Gemäss Aussage der beiden Gemeinderäte Niklaus Scherr (AL) und Balthasar Glättli (Grüne) hat Leupi am Sonntag bis spätabends in seinem Büro gearbeitet. Anschliessend sei er auf dem Nachhauseweg in der Löwenstrasse auf den Demonstrationsumzug getroffen.
Leupi habe nicht an der Demo teilgenommen. Mitmarschiert am Umzug «gegen Rassismus und reaktionäre Hetze» ist Niklaus Scherr, wie er gestern im Gemeinderat in einer persönlichen Erklärung erzählte. Dabei ging er auch auf die Sachbeschädigungen ein. Diese seien von der «Hammerfraktion» im Umzug begangen und so blitzschnell ausgeführt worden, dass auch ein Grossaufgebot der Polizei chancenlos gewesen wäre.

SVP reicht Interpellation ein


Die SVP-Fraktion bezeichnete die Taktik der Polizei in einer Erklärung als verheerend und das Vorgehen als naiv und blauäugig. Eine illegale Ansammlung von Personen für eine nicht bewilligte Kundgebung sei von Anfang an und notfalls mit Gewalt aufzulösen. Die Polizei müsse auch das im Jahr 2004 erlassene Vermummungsverbot durchsetzen.
Die SVP werde den Verdacht nicht los, dass in der Stadt Zürich für linke Chaoten ein rechtsfreier Raum geschaffen wurde. Die Partei hat deshalb gestern eine Interpellation mit zwölf Fragen eingereicht. Sie will vom Stadtrat unter anderem wissen, warum sich der unbewilligte Demonstrationszug in Bewegung setzen konnte und warum nur eine Person verhaftet wurde.



NACHLESE:
Leupi musste eingestehen, dass er vor Polizisten Verständnis gezeigt hatte für die Demonstranten.

 Dass dies bei Polizeikorps nicht gut ankam, ist nachvollziehbar. Es ist frustrierend, wenn Polizisten, die unter Druck stehen nicht eingreifen dürfen, wenn vor ihnen offensichtlich Sachbeschädigungen ausgeübt werden. Polizeichef Leupi muss über die Bücher gehen mit seiner Aussage, dass ihm die Gesundheit der Demonstranten wichtiger sei als der Schutz des Privateigentums. Am 1. Mai kommt für ihn die Nagelprobe.
Ich bin sicher, dass die Bevölkerung kein Verständnis hat für die bisherige Haltung des Polizeichefs. Ein Polizeichef müsste gelernt haben, seine persönliche Position nicht öffentlich preiszugeben.

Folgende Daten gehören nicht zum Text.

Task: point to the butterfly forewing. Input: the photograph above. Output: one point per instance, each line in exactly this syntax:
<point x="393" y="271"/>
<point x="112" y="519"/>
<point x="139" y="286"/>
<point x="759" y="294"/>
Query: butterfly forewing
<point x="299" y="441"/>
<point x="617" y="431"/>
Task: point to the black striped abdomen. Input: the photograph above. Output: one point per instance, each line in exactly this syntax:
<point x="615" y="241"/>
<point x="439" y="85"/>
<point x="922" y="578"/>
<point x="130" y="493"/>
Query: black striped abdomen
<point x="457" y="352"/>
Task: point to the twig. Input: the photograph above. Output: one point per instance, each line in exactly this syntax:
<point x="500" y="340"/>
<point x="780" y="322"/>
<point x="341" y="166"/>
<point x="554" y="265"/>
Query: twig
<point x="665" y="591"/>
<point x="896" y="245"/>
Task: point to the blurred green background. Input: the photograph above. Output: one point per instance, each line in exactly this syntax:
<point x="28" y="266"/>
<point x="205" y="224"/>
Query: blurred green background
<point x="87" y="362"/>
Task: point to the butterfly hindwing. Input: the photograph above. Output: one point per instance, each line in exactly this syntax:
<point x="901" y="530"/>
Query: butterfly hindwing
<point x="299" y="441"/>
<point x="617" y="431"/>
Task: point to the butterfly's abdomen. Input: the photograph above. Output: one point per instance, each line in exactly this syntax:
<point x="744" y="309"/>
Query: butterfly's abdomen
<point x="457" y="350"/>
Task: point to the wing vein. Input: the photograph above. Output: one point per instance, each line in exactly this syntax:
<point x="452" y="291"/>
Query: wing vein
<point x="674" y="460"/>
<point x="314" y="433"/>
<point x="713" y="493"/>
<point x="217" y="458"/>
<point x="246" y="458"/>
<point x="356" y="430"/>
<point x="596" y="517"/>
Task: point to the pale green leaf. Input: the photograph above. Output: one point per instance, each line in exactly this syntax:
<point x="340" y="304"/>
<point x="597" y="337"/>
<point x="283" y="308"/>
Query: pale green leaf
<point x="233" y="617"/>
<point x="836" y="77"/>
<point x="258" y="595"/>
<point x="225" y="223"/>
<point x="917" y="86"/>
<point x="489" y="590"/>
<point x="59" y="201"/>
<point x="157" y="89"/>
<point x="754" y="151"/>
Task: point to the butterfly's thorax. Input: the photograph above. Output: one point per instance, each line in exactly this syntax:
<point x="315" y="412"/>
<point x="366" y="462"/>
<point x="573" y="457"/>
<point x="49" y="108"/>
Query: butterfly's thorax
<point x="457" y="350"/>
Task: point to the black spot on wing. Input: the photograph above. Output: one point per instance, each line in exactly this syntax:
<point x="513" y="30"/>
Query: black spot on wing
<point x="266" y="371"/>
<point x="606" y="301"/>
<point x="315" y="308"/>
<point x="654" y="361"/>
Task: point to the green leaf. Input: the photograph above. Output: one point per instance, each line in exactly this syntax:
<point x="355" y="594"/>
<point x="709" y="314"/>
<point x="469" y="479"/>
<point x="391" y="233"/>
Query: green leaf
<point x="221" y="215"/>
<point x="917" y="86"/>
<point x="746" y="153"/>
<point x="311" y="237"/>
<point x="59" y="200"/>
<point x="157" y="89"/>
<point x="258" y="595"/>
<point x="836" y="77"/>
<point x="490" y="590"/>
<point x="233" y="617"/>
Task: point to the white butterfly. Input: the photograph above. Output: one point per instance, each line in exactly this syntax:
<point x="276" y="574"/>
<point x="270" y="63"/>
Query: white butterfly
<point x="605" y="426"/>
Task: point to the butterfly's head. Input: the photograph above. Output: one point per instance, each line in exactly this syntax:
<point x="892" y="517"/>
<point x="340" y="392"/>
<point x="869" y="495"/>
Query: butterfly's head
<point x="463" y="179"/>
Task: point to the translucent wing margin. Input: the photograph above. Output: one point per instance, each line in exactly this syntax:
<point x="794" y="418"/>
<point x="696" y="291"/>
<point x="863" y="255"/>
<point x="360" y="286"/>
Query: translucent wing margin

Anstatt einzugestehen, dass es unklug war, die Sympathie für die Demonstranten vor einzelnen Polizeibeamten mitzuteilen, schob Leupi nachträglich den Polizisten die Schuld in die Schuhe, weil sie seine Bemerkung weitererzählt hatten. Leupi: "Diese Polizisten haben sich illoyal verhalten und schaden letztlich ihren Kollegen." Loyalität ist bekanntlich keine Einbahnstrasse. Auch ein Polizeivorstand müsste sich dem Korps gegenüber loyal verhalten und dürfte ihnen nicht mit unbedachten Aeusserungen in den Rücken fallen.


 Nachlese 5. Dezember:




Wieder sorgt Daniel Leupi wegen einer Aussage für Aufregung:
Nach seiner Idee könnte die Stadt Zürich ein eigenes Bordell betreiben. Das sollte kein "Tabu" sein.